グッバイレーニン

分断ドイツの悲哀を感じさせる

家族愛度 100
コメディ度 50
悲しい話度 100
総合得点 85

 

一応説明しとくと、レーニンは国際共産主義革命を起こしたはじめての革命指導者です。スターリンの兄貴分です。

 舞台は東ドイツ。
 共産主義に命を捧げた女性とその子供たちを描いたヒューマンドラマです。
 この映画はけっこう良かったです。
 自分がドイツ人なら泣かずにはいられないでしょう。
 ドイツの数奇な歴史に訴えかける佳作です。

 息子が反政府運動に参加しているのを見てぶっ倒れる母親。ぶっ倒れてる間に世の中はゴンゴラゴンゴラ(どんどん)変わっていき、遂に東西ドイツは統一を果たします。目を覚ました母親は世の中がどう変わったのかを知りません。医者からはもう一度ショックを与えると死ぬ、と宣告されます。息子は必死で東ドイツが西ドイツに、共産主義が資本主義に敗北したのだということを隠そうと奔走します。

 こんな話です。
 かなりコメディタッチに描かれていますが、笑えない何かがあります。
 けっこう悲しい映画です。統一によってどこまでも変わって行く社会、変革する価値観、信じていたものの喪失、道徳の腐敗...
 この急激に変わった世の中に哀愁を感じさせられます。
 「共産主義なんか滅んで当然」とこの映画に限っては何故か言いにくいものがあります。

 親子の絆が日本では考えられないほど強いなあ、というのがもうひとつの感想です。

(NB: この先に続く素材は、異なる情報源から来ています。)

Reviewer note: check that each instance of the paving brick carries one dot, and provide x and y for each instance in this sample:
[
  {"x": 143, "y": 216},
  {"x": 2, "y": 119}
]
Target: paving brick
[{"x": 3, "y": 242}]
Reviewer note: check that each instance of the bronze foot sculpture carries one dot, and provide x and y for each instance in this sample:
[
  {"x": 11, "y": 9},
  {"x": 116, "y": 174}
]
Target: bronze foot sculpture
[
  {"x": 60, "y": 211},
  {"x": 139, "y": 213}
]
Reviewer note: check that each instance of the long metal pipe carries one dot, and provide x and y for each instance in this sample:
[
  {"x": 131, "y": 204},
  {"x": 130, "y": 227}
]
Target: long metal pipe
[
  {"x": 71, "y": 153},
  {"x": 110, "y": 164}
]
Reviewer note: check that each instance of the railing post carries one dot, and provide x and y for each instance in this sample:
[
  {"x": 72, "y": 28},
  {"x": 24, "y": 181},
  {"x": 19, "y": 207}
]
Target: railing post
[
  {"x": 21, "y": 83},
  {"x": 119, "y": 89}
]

私だったら母親にあそこまではできないですね。そして、これはネタバレですが、
母親は最期には息子の嘘を見抜いていましたよね。どうして最期まで黙っていたのか…。いつから気づいていたのか、やはりレーニンの像がヘリで運ばれてるところからでしょうか?その辺謎のまま終わります。(←見たけりゃドラッグしてね)

 親子愛、変わって行く社会、変わってしまった社会、そして変わった社会に追いつけていない人々の哀愁が感じられる。けっこういい映画だと思いました。
 ラストは革命のシンボルである☆マークが印象的に提示されて終わります。共産主義を懐かしんでいるように見えなくもないです。

 後音楽がすごく良かったなあ。アメリと同じ人が監修してるみたいですが…。すんごい悲しげで。コメディなのに笑えないのはこの音楽のせいかもしれないなあ。